Wood, Andy.  “Contemporary Black British Ruban Fiction:  A ‘Ghetto Perspective’?”  Wasafiri:  The Transnational Journal of International Writing.  36 (Summer 2002).  18-22.  In this article, Wood investigates the history of black British urban fiction.  A history that takes place in a different context than American black urban fiction, but with strikingly similar results.  Again, there is a reiterated theme of black urban expression not being confined to a single medium, but rather as a multivocal form of expression that works across media outlets in its articulation.  An important part of the development of an urban fiction genre that I am particularly interested in, and that Wood touches upon, is the ability for authors to publish independently, using simple software.  This ability to disseminate urban fiction, free from editors and industry leaders, has been an important aspect of its ability to grow as a genre.

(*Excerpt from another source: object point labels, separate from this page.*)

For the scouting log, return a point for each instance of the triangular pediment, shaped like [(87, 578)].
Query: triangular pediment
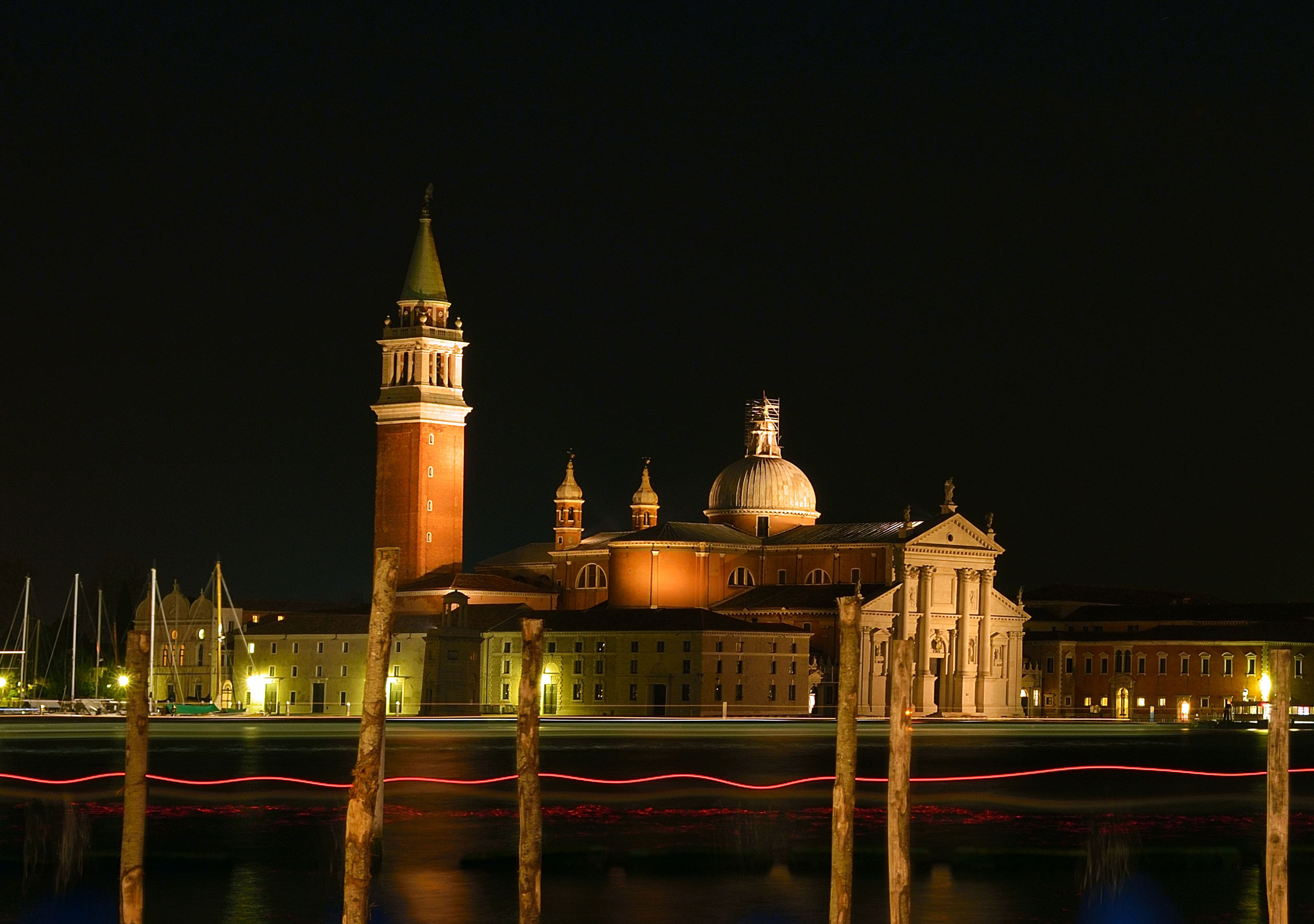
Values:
[(954, 532)]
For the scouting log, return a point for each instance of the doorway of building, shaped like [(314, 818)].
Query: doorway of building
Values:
[(659, 700)]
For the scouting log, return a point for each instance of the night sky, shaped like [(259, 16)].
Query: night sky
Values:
[(1062, 256)]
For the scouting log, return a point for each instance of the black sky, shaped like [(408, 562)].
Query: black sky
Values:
[(1059, 253)]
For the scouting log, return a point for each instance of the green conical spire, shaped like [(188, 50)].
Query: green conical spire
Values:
[(425, 278)]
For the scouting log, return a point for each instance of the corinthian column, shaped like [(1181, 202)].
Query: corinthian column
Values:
[(985, 656)]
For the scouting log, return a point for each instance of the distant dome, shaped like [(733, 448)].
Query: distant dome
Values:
[(762, 484)]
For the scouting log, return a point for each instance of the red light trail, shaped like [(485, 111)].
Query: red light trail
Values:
[(661, 777)]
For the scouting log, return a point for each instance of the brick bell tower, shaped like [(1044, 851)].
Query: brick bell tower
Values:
[(419, 482)]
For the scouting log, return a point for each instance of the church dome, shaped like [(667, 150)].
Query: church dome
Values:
[(762, 484)]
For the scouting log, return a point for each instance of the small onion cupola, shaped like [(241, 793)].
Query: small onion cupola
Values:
[(643, 506), (569, 501), (762, 494)]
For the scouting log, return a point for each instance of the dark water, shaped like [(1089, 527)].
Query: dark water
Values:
[(1002, 851)]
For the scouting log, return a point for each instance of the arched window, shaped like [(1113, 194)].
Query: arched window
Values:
[(590, 576), (741, 578)]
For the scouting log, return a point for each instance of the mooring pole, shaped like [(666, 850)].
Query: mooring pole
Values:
[(132, 886), (373, 712), (527, 792), (898, 836), (845, 764), (1279, 783)]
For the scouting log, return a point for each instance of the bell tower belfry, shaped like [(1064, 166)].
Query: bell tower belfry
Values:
[(419, 478)]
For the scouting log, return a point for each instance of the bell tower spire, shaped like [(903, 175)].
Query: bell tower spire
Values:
[(419, 479), (569, 501)]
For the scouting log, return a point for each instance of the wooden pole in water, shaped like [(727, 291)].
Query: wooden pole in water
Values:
[(132, 886), (365, 779), (1279, 783), (527, 771), (898, 836), (845, 764)]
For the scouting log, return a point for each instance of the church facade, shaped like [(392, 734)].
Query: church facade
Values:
[(764, 556)]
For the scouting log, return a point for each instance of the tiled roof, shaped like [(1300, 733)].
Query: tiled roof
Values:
[(810, 597), (1116, 596), (472, 582), (647, 620), (1296, 632), (533, 553), (334, 624), (1191, 614)]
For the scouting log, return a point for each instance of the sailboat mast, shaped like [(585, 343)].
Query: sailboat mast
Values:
[(100, 609), (73, 666), (22, 668), (219, 634), (150, 674)]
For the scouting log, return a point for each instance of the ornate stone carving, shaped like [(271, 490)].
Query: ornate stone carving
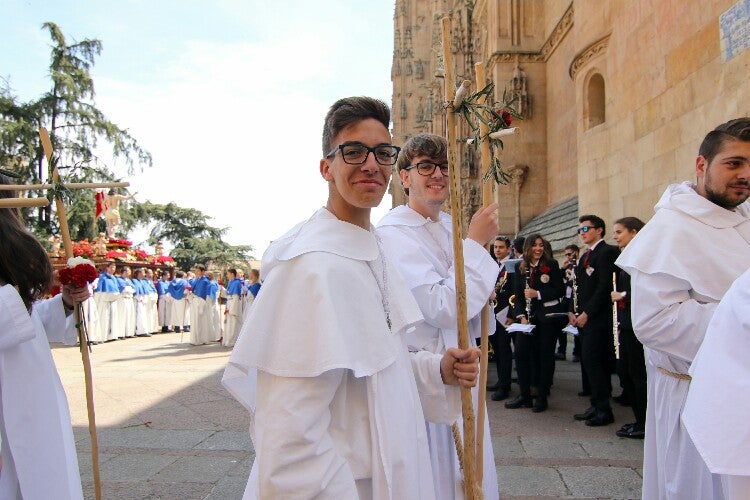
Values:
[(589, 53)]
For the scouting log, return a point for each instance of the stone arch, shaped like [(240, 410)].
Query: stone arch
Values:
[(594, 102)]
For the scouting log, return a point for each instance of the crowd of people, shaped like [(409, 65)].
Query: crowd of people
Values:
[(349, 360), (138, 303)]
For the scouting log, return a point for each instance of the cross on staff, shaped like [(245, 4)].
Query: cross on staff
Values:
[(68, 244), (471, 452)]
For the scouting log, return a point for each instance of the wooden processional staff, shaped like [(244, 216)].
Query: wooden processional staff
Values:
[(68, 244), (471, 489)]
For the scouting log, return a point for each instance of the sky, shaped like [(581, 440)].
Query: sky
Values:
[(228, 96)]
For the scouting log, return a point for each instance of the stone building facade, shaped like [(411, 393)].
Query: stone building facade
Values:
[(617, 96)]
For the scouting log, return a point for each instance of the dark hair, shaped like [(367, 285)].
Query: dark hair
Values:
[(595, 221), (348, 111), (573, 247), (24, 262), (528, 244), (424, 144), (631, 223), (733, 130)]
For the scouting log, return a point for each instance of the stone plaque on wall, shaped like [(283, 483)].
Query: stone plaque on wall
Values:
[(734, 25)]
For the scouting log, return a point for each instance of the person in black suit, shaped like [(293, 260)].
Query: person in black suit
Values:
[(540, 281), (631, 367), (501, 340), (594, 278)]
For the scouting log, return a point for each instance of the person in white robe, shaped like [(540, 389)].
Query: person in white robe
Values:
[(721, 372), (164, 304), (106, 294), (417, 238), (335, 397), (125, 305), (152, 298), (201, 309), (140, 301), (37, 448), (679, 267), (234, 308)]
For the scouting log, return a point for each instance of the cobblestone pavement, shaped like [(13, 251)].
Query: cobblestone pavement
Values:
[(168, 430)]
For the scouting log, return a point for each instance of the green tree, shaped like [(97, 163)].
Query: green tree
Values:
[(75, 126), (194, 239)]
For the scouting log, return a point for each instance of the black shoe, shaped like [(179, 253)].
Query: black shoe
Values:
[(500, 394), (634, 432), (540, 404), (627, 427), (602, 417), (519, 401), (590, 412), (623, 399)]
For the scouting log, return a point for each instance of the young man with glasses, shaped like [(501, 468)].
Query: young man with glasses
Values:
[(418, 237), (594, 318), (676, 285), (322, 362)]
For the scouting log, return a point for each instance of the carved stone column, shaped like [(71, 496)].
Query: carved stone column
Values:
[(518, 175)]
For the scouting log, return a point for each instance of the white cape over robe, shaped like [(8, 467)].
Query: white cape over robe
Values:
[(721, 374), (336, 410), (39, 456), (679, 265), (422, 250)]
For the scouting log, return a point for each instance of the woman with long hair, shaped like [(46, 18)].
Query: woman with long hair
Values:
[(631, 367), (38, 451), (539, 300)]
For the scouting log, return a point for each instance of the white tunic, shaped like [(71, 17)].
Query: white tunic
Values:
[(422, 250), (332, 391), (39, 456), (680, 268), (717, 408)]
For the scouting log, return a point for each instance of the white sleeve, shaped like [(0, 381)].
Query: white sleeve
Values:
[(665, 317), (437, 300), (440, 403), (296, 457), (58, 327)]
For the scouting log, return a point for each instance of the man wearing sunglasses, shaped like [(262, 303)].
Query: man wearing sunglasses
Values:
[(322, 362), (418, 238), (594, 318), (681, 264)]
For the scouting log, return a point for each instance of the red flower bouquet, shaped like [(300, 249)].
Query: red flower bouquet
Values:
[(80, 272)]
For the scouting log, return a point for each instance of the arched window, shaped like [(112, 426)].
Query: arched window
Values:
[(595, 98)]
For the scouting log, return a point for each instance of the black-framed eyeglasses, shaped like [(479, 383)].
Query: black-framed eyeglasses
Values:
[(427, 168), (356, 153)]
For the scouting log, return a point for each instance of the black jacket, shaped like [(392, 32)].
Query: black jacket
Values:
[(594, 278), (547, 279)]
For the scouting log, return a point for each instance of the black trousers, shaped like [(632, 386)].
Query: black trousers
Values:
[(597, 350), (501, 344), (535, 358), (632, 370)]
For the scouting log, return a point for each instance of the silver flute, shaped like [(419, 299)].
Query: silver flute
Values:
[(528, 300)]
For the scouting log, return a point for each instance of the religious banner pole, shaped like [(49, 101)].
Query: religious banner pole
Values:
[(487, 310), (65, 232), (468, 452)]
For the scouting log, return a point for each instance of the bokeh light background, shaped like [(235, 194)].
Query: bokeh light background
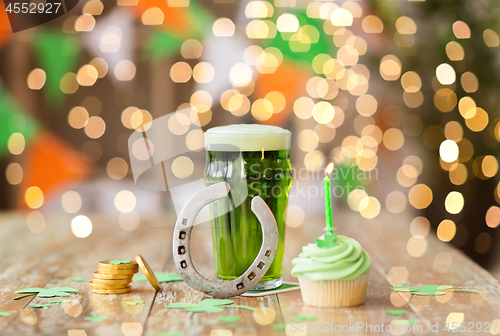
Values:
[(405, 89)]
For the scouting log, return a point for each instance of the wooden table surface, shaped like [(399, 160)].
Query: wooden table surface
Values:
[(49, 258)]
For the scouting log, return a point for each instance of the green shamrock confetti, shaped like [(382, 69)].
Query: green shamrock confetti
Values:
[(229, 319), (44, 306), (280, 326), (132, 303), (24, 296), (161, 276), (327, 241), (243, 307), (180, 305), (118, 262), (95, 318), (396, 312), (425, 290), (50, 292), (77, 279), (300, 318), (205, 309)]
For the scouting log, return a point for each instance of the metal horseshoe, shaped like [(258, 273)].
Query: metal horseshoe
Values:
[(182, 236)]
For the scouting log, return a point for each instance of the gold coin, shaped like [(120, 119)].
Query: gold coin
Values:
[(150, 275), (98, 275), (129, 272), (111, 281), (106, 264), (99, 286), (112, 291)]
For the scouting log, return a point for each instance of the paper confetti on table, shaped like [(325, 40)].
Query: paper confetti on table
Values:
[(300, 318), (50, 292), (229, 319), (425, 290), (95, 318), (205, 306), (280, 326), (431, 289), (132, 303), (243, 307), (180, 305), (24, 296), (396, 312), (44, 306), (77, 279), (161, 276), (117, 262)]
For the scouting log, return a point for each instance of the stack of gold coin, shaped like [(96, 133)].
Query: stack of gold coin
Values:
[(113, 277)]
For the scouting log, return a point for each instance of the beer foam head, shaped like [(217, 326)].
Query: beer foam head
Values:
[(249, 137)]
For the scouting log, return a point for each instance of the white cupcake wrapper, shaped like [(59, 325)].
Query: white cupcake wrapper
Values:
[(334, 293)]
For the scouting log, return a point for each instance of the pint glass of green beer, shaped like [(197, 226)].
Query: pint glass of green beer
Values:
[(255, 161)]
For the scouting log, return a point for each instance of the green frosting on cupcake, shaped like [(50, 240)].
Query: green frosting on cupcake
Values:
[(343, 260)]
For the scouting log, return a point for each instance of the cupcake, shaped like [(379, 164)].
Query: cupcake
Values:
[(333, 272)]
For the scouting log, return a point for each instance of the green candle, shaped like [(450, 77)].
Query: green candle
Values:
[(328, 202)]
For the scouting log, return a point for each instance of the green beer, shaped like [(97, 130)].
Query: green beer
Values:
[(255, 161)]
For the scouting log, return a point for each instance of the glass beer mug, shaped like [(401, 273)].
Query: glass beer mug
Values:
[(255, 161)]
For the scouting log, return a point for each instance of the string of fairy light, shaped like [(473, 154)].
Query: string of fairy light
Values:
[(336, 90)]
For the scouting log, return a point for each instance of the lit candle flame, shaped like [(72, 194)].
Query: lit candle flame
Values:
[(329, 168)]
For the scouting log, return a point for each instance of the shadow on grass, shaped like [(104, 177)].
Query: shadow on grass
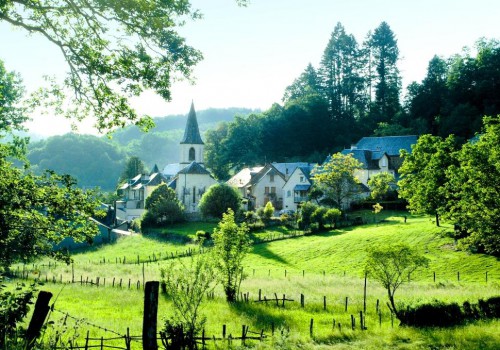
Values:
[(261, 316), (263, 250)]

Wright, David.  “Collection Development “Urban Fiction”:  Streetwise Urban Fiction.”  Library Journal.  7/15/2006.  5 April 2008 <;.  This article, published in a journal widely read by public librarians as a source of information on upcoming ‘big’ books, aims to describe what urban fiction is, what it is about, and why librarians should invest in purchasing them.  For me, this article provides some interesting insight into how a public organization such as a library, is made uncomfortable by the popularity and emergence of the urban novel.  Much of Wright’s article seems intent on answering the silently asked question of what exactly this genre is, and what makes it so different from ‘African American fiction’.  One section that I found particularly interesting is under the sub-heading of “Off the street and into libraries,” pertaining to both the books and the patrons.  A surprising twist that Wright provides in this section is advice on how to “take an aggressive, almost serials-based approach” to keeping urban fiction books stocked inexpensively, since they are a genre “that tend to walk out the door.”  While he tries hard to put a positive moral spin on what urban books have to offer, Wright ultimately ends his article with the simple syllogism of the popularity of urban fiction, the responsibility of a library’ to provide books that patrons are interested in reading, and therefore, the responsibility of libraries to purchase urban novels, even if they are a ‘poor’ literary investment.